Annie's Adventures by Lauren Baratz-Logsted

Author:Lauren Baratz-Logsted [Baratz-Logsted, Lauren]
Language: eng
Format: epub, mobi
ISBN: 9780547133492
Publisher: Houghton Mifflin Harcourt
Published: 2008-12-29T08:00:00+00:00


CHAPTER SIX

Annie stuck Pete's card to the fridge with a magnet, and it was as though it acted like a good angel, watching over our home. This peaceful state lasted all too briefly.

We awoke on Sunday to Annie ripping off our bedcovers and announcing, "Today we will go shopping!"

This caused a flurry of excitement. For the first time in more than two weeks we would be leaving our home to go somewhere other than school, and we would get there using something other than a bus or our feet.

"Where are we going to go?" we repeatedly asked while hurriedly brushing our teeth, putting on clothes, gulping our breakfast.

But Annie, drinking a cup of coffee—a new habit she had started that day and one that caused her to make funny faces—wouldn't say at first.

"The mall?" Rebecca guessed.

"Too common," Annie said.

"The great big drugstore where they also sell toys?" Zinnia guessed.

Annie looked down her nose so sharply, she might have been the McG. "Would you like to get your birthday present from a place where they sell toothbrushes and bad-tummy medicine?"

She made a good point.

"Where, then?" Jackie asked. "We could make Will something..."
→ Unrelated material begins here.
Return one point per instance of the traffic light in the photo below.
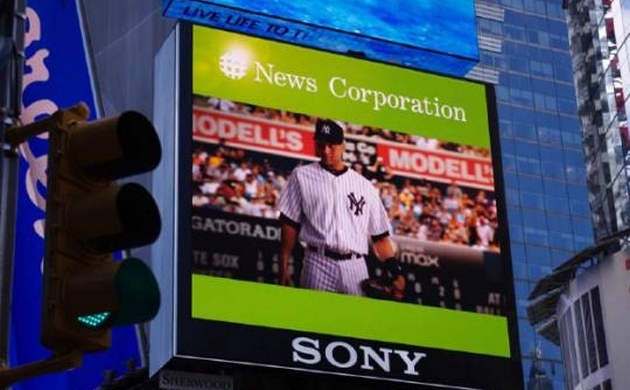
(88, 218)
"Don't be ridiculous," Annie said. "You know we'd never be able to agree on what to make. Petal would want to make him something like paper flowers, while Georgia would want to make him a miniature guillotine."
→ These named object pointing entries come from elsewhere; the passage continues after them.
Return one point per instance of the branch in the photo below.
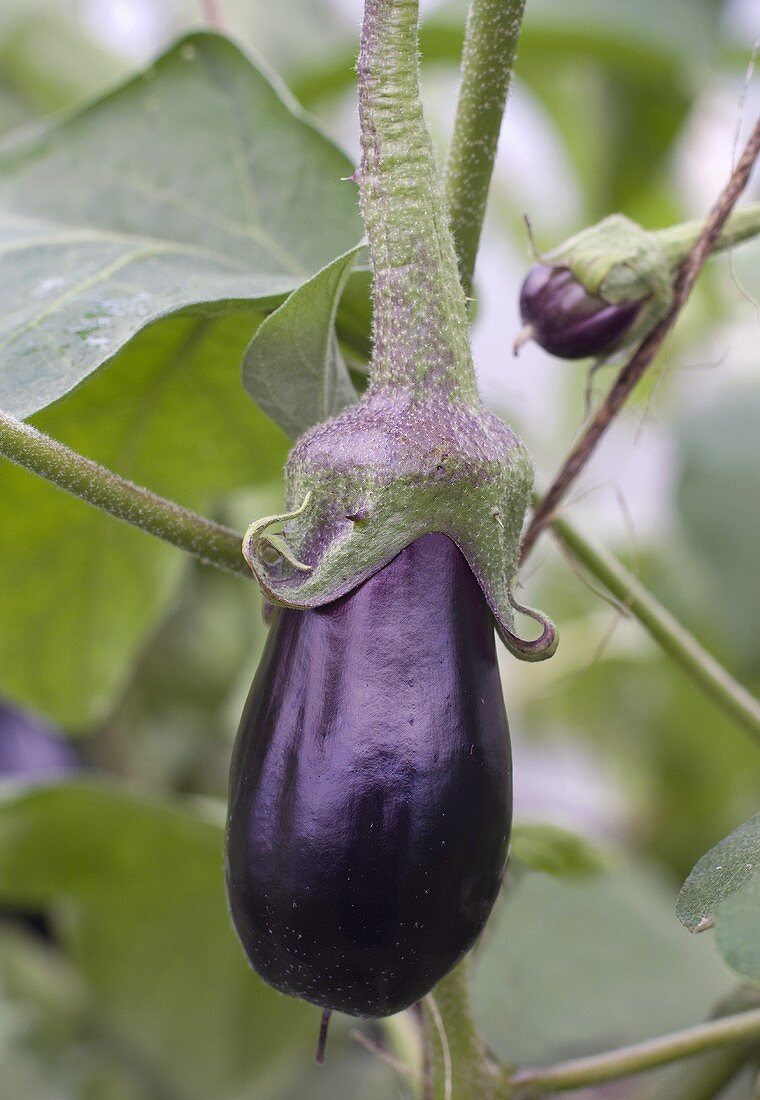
(664, 628)
(211, 542)
(487, 59)
(212, 14)
(579, 1073)
(649, 347)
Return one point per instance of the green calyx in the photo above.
(620, 262)
(418, 453)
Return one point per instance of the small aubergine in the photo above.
(371, 788)
(569, 321)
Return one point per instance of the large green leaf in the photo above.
(571, 967)
(293, 367)
(139, 888)
(719, 873)
(80, 591)
(195, 185)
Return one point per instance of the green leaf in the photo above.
(554, 850)
(194, 186)
(718, 447)
(293, 367)
(723, 871)
(738, 930)
(139, 887)
(83, 591)
(571, 967)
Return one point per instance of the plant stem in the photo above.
(462, 1069)
(580, 1073)
(676, 240)
(704, 1076)
(421, 341)
(643, 355)
(487, 59)
(664, 628)
(31, 449)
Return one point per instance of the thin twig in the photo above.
(649, 347)
(564, 1076)
(386, 1056)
"But that could work," Marcia said, pouring Annie a second cup of joe. "Will would wind up with two presents instead of just one. And anyway, he could always dead-head the paper flowers with the guillotine."

"Perhaps," Annie conceded. "But I have something grander in mind."
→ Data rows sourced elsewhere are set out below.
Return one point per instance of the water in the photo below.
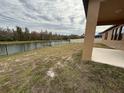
(17, 48)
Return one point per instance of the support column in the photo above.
(92, 16)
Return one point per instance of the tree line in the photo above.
(19, 34)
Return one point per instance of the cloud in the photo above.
(61, 16)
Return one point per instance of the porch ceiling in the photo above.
(111, 12)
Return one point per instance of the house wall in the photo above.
(118, 44)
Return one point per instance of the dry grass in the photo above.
(28, 73)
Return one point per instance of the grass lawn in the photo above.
(20, 42)
(58, 70)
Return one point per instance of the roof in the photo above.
(111, 12)
(112, 27)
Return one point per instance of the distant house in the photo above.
(114, 37)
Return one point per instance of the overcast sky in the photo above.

We leaned forward breathlessly. "What?"

"The Grand Emporium of Children's Delights," Annie said.

We each let out a gasp.

The Grand Emporium of Children's Delights was one of the biggest toy stores in the world, rumored to have everything any child could want.

"We've never been there before!" Rebecca said.

"I've always wanted to go!" Zinnia squealed.

"Mommy always said that that sort of excess is bad for children," Marcia observed. Which was true, and which was why we had never been there.

"Well"—Annie winced at a gulp of coffee, then winked—"we're going now."

But first she said we had to help her get ready.

"If I'm to be the driver," Annie said, and none of us argued with her that she shouldn't, "then I'll need a disguise. We certainly don't want people all over town calling the police to inform them there's an eight-year-old driving a Hummer."

We didn't bother to correct her and say that she wasn't eight yet, none of us were, and the day we would be eight was still nearly seven months away. We were too excited for quibbles.

"Do you want me to go get your spear?" Rebecca asked.

"I don't think," Annie said, "that my riding around with a medieval weapon in my hand would do anything to deflect nosy people's suspicions. No, I was thinking along the lines of something subtle..."

Which was how we all found ourselves in the tower room, which in happier times was our playroom, going through our old costume trunk.